United States District Court, C.D. California

February 9, 2015

MOUNTAIN VIEW SURGICAL CENTER, a California corporation, Plaintiff,
v.
CIGNA HEALTH CORPORATION, a Delaware corporation, Defendant.

ORDER GRANTING DEFENDANT'S MOTION TO DISMISS FIRST AMENDED COMPLAINT IN PART AND DENYING IN PART [Dkt. No. 14]

DEAN D. PREGERSON, District Judge.

Presently before the court is Defendants Connecticut General Life Insurance Company and CIGNA Health and Life Insurance Company (collectively, "Cigna")'s Motion to Dismiss. Having considered the submissions of the parties and heard oral argument, the court grants the motion in part, denies in part, and adopts the following order.

I. Background

Plaintiff Mountain View Surgical Center ("Mountain View") is a multiple specialty surgery center whose patients include Cigna's insureds. (First Amended Complaint ("FAC") ¶¶ 14-15.) Before providing medical services to Cigna insureds, Plaintiff calls Cigna to confirm that the patient's insurance covers the specific treatment. (FAC ¶ 16.) Cigna authorizes covered treatments and promises to pay Mountain View for providing the medical services. (Id. ¶ 17.) Cigna authorizes treatments over the phone and/or via a confirmation letter sent to Plaintiff. (Id. ¶ 18.)

Mountain View provided medical services valued at $1, 159, 440.20 to forty-one particular patients insured by Cigna. (FAC ¶ 20.) Mountain View alleges that it provided those services based on "CIGNA's promise to make payments on behalf of its insured patients and on CIGNA's prior course of dealing." (Id. ¶ 21.) Though Mountain View submitted claims for reimbursement to Cigna, Cigna did not pay the claims. (Id. ¶¶ 22, 27.) Instead, Cigna accused Mountain View of engaging in fraudulent "fee-forgiveness, " or improper release of patients from their payment obligations. (Id. ¶ 24).
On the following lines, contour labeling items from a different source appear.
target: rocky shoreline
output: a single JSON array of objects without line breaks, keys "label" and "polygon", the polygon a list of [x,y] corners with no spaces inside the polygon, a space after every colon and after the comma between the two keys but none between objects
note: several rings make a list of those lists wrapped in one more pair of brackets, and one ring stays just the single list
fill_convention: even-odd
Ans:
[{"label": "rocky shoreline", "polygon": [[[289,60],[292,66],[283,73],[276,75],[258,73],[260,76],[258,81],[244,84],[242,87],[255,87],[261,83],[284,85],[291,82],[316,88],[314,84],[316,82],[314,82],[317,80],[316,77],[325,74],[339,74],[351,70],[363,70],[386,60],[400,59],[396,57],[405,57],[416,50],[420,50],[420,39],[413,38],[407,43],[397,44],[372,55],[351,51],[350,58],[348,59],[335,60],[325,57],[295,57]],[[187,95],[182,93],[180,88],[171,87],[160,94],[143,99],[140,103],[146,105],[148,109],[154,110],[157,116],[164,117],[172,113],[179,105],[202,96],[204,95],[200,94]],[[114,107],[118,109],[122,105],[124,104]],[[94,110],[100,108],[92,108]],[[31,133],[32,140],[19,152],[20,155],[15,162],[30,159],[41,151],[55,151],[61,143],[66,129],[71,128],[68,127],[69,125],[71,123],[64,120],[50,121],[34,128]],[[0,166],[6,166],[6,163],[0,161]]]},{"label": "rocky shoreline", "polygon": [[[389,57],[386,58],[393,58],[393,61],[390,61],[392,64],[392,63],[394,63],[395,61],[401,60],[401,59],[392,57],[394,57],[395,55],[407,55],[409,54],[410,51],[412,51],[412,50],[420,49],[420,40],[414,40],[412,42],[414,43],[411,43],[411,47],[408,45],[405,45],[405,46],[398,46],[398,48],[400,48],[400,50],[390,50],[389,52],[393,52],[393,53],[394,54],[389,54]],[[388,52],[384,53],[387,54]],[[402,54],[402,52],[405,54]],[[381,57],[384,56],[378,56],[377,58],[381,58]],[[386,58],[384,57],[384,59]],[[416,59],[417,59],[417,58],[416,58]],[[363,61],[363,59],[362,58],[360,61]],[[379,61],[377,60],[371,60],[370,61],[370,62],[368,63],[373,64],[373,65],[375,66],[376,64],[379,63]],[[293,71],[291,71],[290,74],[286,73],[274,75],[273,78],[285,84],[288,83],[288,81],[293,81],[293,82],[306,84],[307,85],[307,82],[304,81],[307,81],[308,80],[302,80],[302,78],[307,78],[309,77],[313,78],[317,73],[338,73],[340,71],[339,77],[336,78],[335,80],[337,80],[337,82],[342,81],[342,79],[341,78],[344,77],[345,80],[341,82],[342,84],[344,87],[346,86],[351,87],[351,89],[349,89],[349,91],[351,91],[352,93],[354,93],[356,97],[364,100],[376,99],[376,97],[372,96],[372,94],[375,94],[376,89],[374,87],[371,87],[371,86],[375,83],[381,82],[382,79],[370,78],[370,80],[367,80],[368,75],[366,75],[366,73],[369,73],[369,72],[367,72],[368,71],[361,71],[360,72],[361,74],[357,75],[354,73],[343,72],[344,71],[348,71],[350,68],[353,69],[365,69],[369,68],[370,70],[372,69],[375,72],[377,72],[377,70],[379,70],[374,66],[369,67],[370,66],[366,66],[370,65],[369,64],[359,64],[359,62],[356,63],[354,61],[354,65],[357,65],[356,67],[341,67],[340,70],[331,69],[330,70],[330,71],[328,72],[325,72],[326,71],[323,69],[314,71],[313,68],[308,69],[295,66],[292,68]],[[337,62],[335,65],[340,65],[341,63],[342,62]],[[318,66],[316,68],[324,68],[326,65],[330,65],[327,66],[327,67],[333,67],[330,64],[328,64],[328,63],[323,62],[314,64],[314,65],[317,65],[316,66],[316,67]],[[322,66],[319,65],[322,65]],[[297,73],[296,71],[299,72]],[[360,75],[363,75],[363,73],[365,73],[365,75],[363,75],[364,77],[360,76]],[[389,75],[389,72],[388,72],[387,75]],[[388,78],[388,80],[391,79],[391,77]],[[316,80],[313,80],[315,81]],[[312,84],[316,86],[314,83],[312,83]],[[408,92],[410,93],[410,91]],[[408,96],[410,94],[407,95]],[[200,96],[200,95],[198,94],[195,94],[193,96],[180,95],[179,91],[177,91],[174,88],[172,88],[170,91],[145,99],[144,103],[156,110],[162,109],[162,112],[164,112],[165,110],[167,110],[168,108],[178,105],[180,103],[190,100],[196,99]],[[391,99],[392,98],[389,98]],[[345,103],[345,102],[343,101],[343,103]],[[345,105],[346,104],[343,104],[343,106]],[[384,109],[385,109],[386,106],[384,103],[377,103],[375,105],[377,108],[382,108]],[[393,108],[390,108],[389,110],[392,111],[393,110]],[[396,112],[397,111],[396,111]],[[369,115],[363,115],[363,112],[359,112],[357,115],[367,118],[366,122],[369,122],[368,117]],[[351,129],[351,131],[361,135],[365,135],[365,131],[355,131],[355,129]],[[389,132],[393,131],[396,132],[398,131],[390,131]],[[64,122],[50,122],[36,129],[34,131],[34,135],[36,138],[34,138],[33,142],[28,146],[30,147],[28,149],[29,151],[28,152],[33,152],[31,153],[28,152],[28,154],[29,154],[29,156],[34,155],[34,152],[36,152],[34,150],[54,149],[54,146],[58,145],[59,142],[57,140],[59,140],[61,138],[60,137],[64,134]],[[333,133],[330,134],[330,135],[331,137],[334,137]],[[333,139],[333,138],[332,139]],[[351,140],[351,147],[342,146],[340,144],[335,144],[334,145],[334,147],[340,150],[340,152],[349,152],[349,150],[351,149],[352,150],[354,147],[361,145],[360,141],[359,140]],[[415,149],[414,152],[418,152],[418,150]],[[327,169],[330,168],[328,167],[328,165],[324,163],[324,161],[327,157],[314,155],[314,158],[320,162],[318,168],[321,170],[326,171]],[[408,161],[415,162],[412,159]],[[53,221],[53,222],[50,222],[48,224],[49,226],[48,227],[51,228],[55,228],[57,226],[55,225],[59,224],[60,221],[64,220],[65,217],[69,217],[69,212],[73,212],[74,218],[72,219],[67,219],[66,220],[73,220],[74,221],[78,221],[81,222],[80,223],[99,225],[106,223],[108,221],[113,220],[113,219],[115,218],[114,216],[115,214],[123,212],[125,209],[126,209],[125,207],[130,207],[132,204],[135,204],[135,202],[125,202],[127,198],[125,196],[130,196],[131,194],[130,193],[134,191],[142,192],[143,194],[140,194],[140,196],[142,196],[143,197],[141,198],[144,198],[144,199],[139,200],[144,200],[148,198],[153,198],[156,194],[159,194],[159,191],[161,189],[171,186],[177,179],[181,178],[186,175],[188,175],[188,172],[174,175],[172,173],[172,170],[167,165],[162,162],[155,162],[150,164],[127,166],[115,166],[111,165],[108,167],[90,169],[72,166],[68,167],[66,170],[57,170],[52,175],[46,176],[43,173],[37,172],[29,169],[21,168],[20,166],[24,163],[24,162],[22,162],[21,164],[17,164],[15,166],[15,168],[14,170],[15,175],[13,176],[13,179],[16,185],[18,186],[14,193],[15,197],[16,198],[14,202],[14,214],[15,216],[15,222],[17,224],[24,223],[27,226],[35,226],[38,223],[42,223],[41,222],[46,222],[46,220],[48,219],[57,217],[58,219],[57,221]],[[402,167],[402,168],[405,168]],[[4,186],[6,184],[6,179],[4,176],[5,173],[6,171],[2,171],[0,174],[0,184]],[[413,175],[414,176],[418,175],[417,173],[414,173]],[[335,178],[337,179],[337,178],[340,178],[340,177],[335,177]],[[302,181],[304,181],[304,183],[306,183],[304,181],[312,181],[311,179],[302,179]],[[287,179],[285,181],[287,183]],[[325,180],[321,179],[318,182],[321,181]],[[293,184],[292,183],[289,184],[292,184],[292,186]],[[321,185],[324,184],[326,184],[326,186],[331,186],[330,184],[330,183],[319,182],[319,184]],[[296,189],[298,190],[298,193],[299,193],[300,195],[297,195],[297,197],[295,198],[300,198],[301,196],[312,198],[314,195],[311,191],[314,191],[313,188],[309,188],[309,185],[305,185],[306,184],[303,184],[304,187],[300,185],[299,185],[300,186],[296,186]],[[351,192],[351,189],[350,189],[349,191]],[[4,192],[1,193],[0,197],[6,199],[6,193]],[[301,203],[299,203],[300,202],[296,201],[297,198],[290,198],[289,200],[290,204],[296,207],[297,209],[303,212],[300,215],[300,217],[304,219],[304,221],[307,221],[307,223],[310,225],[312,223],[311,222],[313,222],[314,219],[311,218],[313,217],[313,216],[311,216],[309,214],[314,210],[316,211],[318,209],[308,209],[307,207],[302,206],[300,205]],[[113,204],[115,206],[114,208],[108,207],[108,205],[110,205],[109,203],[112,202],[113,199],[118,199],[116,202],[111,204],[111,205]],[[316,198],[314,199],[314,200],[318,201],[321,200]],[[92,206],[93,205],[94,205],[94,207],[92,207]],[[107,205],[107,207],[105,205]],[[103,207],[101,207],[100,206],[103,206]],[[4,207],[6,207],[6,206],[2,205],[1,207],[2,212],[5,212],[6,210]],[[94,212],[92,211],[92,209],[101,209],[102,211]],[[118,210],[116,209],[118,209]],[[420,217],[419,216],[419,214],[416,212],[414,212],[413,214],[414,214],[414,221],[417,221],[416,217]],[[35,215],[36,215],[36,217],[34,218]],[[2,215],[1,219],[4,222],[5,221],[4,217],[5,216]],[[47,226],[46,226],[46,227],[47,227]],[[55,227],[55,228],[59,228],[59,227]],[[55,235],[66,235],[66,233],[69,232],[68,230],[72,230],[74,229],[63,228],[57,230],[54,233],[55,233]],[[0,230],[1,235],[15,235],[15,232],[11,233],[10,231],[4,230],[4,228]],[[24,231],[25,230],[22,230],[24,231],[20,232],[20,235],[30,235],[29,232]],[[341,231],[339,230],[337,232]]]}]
Mountain View then brought this action. The First Amended Complaint alleges causes of action for breach of oral contract, breach of implied contract, fraud, unjust enrichment, and unfair business practices. Cigna now moves to dismiss the First Amended Complaint.

II. Legal Standard

A complaint will survive a motion to dismiss when it contains "sufficient factual matter, accepted as true, to state a claim to relief that is plausible on its face." Ashcroft v. Iqbal, 556 U.S. 662, 678 (2009) (quoting Bell Atl. Corp. v. Twombly, 550 U.S. 544, 570 (2007)). When considering a Rule 12(b)(6) motion, a court must "accept as true all allegations of material fact and must construe those facts in the light most favorable to the plaintiff." Resnick v. Hayes, 213 F.3d 443, 447 (9th Cir. 2000). Although a complaint need not include "detailed factual allegations, " it must offer "more than an unadorned, the-defendant-unlawfully-harmed-me accusation." Iqbal, 556 U.S. at 678. Conclusory allegations or allegations that are no more than a statement of a legal conclusion "are not entitled to the assumption of truth." Id. at 679. In other words, a pleading that merely offers "labels and conclusions, " a "formulaic recitation of the elements, " or "naked assertions" will not be sufficient to state a claim upon which relief can be granted. Id. at 678 (citations and internal quotation marks omitted).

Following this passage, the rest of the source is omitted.